Embodiments described herein relate to methods and systems for generating a user profile. The user profile may be in a diagnostic system.
A diagnostic system may include a knowledge base including medical concepts, a statistical inference engine, and a chatbot for interfacing with a user in order to diagnose a user's condition using the medical concepts from the chatbot. The chatbot may generate one or more concepts from the consultation. The concepts may be encoded using, for example, XML and sent to a database for storage. Upon request from a medical practitioner, the concepts may be retrieved from the database to build a user profile to analyse the clinical history of a patient after a number of consultations.
The present disclosure is best described with reference to the accompanying figures, in which:
Embodiments of the present disclosure relate to a computer-implemented method of building a user profile for a medical diagnostic system. The method comprises: receiving a new event including data describing a chatbot consultation with the user; encoding the new event using JSON; storing the encoded new event in a queue of events; decoding and translating the new event into a form compatible with the user profile; and adding the translated new event to the user profile.
It is an object of the present disclosure to improve on the prior art. In particular, the present disclosure addresses a technical problem tied to computer technology and arising in the realm of computer networks, namely the technical problem of bandwidth usage and processing speed. The disclosed system solves this technical problem using a technical solution, namely by encoding events from a chatbot consultation using JSON and storing the encoded event in a queue for subsequent retrieval, decoding and translation into a user profile. JSON provides a standardised format for concept encoding requiring reduced bandwidth for transmission, and using the queue allows for the user profile to be built up incrementally saving processing each time the user profile is generated.
With reference to
The mobile phone 3 will communicate with interface 5. Interface 5 has two primary functions, the first function 7 is to take the words uttered by the user and turn them into a form that can be understood by the inference engine 11. The second function 9 is to take the output of the inference engine 11 and to send this back to the user's mobile phone 3.

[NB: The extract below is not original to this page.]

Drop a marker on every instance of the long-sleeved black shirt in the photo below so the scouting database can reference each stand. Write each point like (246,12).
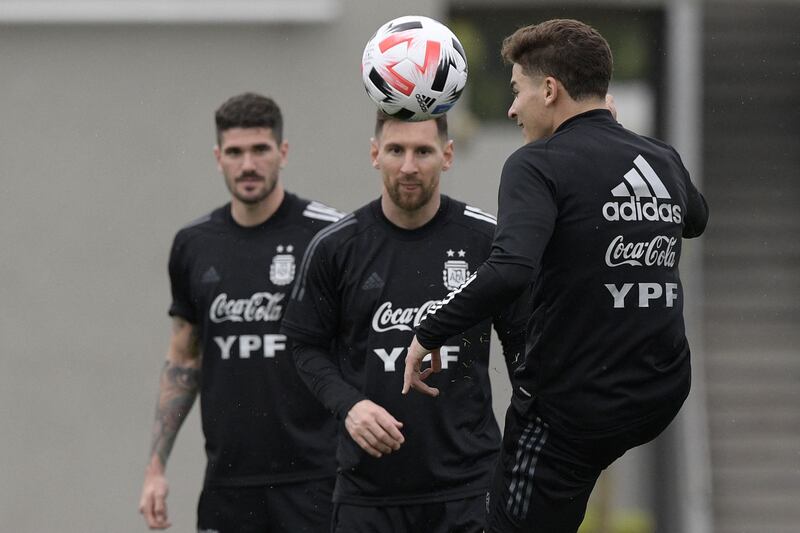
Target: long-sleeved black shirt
(593,218)
(364,284)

In some embodiments, Natural Language Processing (NLP) is used in the interface 5. NLP is one of the tools used to interpret, understand, and then use everyday human language and language patterns. It breaks both speech and text down into shorter components and interprets these more manageable blocks to understand what each individual component means and how it contributes to the overall meaning, linking the occurrence of medical terms to the knowledge base. Through NLP it is possible to transcribe consultations, summarise clinical records and chat with users in a more natural, human way.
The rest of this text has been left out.